# Computer games GTA 5 xbox 360



## ClubMike (Jun 25, 2016)

So does anyone play GTA 5 xbox 360? I know computer games are for kids, however my grandson showed me how to play GTA 5 and I have to admit it is fun kicking some whippersnappers around. Then I tell them how old I am and they usually freak out. They tell me I am to old to play GTA 5, so I kill 'em again. That will teach them to smart mouth an adult. hehehehehehehe

You do have to admit computer games have come a long way. The realism in  this GTA 5 game is fantastic. It is too hard to explain go watch some  you tube videos.

Of course you can do all sorts of things other than killing and robbing. You can fly planes, helicopters, use several types of boats even a submarine. All kinds of fancy cars to play with. I have to admit it is fun driving as fast as you can down the highway in the wrong direction on a motorcycle, sure you will crash but it is a lot of fun.

So check with your grandkids and see if they have GTA5 and then have a blast. See you in Los Santos.


----------



## Dupe Murkland (Jul 12, 2016)

I finished it 100%... with the final mission of finding Sasquatch/Bigfoot.  And the flying-saucers are now visible at their ascribed times and locations.  I'm still trying to solve the cryptic puzzle of Mount Chilliad and the jetpack.


----------



## MarkinPhx (Jul 22, 2016)

It's a misnomer to say that computer games are just for kids. I'm 55 and have been an avid PC gamer for close to 25 years now. I mainly play MMO's (games like World of Warcraft) and have a couple of online friends I have played with for about 10 years now. One of those is a retired housewife who lives in Toronto. She is 71.  The other is a retired pharmaceutical sales rep who is 62. Many people I run into the MMO worlds are mature adults who enjoy the casual play and storylines along with the social aspect of the games. Not trying to be argumentative but just want to point out that there are many older mature adults who do enjoy video games


----------



## BaseballGal (Jul 22, 2016)

MarkinPhx said:


> It's a misnomer to say that computer games are just for kids. I'm 55 and have been an avid PC gamer for close to 25 years now.
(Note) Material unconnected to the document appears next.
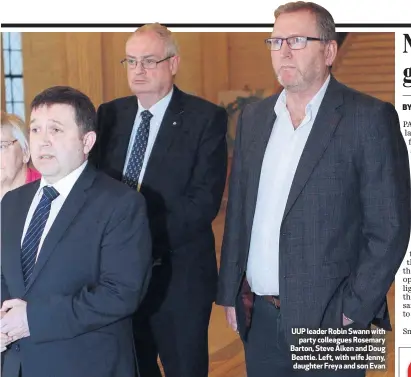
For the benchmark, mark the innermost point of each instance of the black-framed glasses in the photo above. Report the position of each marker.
(6, 144)
(146, 63)
(295, 43)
I mainly play MMO's (games like World of Warcraft) and have a couple of online friends I have played with for about 10 years now. One of those is a retired housewife who lives in Toronto. She is 71.  The other is a retired pharmaceutical sales rep who is 62. Many people I run into the MMO worlds are mature adults who enjoy the casual play and storylines along with the social aspect of the games. Not trying to be argumentative but just want to point out that there are many older mature adults who do enjoy video games



I agree that computer games are for everyone, no matter what age. Today's computer games are nothing like the simple shoot-em-ups or PacMans of the early years of computers and many now require strategic thinking and other higher level intellectual skills. And some are just plain fun and relaxing. Even the time wasters, like Candy Crush, can be fun for older people. Personally, I think wasting time on silly things is one of the joys of retirement .


----------



## MarkinPhx (Jul 22, 2016)

BaseballGal said:


> I agree that computer games are for everyone, no matter what age. Today's computer games are nothing like the simple shoot-em-ups or PacMans of the early years of computers and many now require strategic thinking and other higher level intellectual skills. And some are just plain fun and relaxing. Even the time wasters, like Candy Crush, can be fun for older people. Personally, I think wasting time on silly things is one of the joys of retirement .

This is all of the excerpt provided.